For older people who are more established in their careers, Crandall says it can be more difficult to prepare and deal with sudden unemployment.
“Unfortunately, their fix costs are a lot of time higher because they have families and mortgages,” he says. “Typically they have more asset related payments that they simply can’t not pay. They tend to have a little bit less flexibility.”
That’s why it’s important to start creating that special emergency fund now. Crandall says he often sees older people exhausting their savings during times of unemployment, or even more problematic, dipping into their RRSPs.
“They may not have an emergency fund, but they certainly could have a significant amount of RRSP savings and they will try to use that to try to survive,” he says.
“If that’s your strategy, you have to be really careful, because when you take money out of an RRSP, it’s taxable. You might end up solving the problem of paying the credit card bill, but you might be inadvertently be creating another problem which is an income tax debt.”
That’s why Crandall advises talking to a financial advisor or licensed insolvency trustee before they even consider dipping into their RRSPs.
“There’s little that more frustrating to me than when I see somebody who’s been living off of RRSPs for the last year. They are now exhausted and they subsequently need to file for either bankruptcy or a [consumer proposal],” he says. “Because if they had filled that some time ago, those RRSPs would have been protected from creditors. Find out that information sooner rather than later.”
Programs To Help
Besides being prepared, it’s important to know about the government programs available for if you ever get laid off.

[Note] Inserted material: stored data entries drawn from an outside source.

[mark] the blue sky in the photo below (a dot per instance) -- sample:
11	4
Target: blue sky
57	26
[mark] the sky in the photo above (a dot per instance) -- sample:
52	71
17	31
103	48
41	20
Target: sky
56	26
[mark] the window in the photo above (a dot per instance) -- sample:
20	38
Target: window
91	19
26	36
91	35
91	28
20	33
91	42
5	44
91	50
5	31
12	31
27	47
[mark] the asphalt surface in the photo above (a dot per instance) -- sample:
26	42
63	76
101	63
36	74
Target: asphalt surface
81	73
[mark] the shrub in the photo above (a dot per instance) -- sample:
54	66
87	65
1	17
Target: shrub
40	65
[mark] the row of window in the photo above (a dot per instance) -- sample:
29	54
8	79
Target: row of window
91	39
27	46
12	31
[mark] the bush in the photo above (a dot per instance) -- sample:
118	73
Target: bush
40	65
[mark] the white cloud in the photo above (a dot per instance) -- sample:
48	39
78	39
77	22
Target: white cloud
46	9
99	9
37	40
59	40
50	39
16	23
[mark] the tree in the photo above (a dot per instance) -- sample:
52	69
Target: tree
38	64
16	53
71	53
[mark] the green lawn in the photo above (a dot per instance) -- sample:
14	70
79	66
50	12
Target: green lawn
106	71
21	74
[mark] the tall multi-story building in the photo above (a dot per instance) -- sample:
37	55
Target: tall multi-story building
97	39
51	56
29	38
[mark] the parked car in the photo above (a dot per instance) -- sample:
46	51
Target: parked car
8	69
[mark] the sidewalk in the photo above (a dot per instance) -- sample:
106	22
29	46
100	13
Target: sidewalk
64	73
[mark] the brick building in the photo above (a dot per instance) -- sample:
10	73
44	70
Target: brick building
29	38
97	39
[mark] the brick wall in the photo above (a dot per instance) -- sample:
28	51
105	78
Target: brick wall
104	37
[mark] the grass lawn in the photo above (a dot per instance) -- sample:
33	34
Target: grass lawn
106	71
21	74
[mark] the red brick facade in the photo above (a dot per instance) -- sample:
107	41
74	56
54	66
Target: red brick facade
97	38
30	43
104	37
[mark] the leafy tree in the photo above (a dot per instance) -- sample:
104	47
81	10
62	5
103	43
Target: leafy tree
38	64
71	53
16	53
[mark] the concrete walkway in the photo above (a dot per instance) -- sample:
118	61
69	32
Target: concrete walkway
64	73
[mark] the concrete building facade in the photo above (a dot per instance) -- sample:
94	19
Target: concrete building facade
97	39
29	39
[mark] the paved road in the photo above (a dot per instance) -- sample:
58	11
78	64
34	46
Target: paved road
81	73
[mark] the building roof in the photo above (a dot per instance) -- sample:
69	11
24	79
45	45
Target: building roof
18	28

The most obvious one is Employment Insurance, also known as “E.I.” E.I. covers 55 per cent of your wages up to a maximum of $2,000 monthly. Crandall says it can take up to 28 days plus a one-week waiting period for you to receive your first cheque. That’s why it’s important to start the application process as soon as you learn you’re out of the job.
“It’s important for them to get their ROE [Report Of Earnings] from their employer as soon as possible so they can file that application,” he says.
But if your business has suddenly closed due to bankruptcy or receivership, there is another government program you can leverage.
The federal government’s Wage Earner Protection Program (WEP) will pay to employees any of the wages they have been unpaid within the last six months to a maximum of around $6,600
“That’s a great step because historically if a business went bankrupt employees got nothing. All of the money went to the business’s creditors,” says Crandall.
If you’re in a situation where the business hasn’t gone bankrupt but you’re still owed wages, contact your provincial employment standards board.
“They can try to help you recover what’s owed to you for any wage,” says Crandall.
If you’re unsure of what options are available to do you, seek professional help. Crandall says most financial advisors and licensed insolvency trustees don’t charge for consultations.
“Don’t be shy don’t be ashamed to see professional advice,” he says. “Any financial planner, and license insolvency they will talk to you, and generally speaking, they will not charge for a consultation.”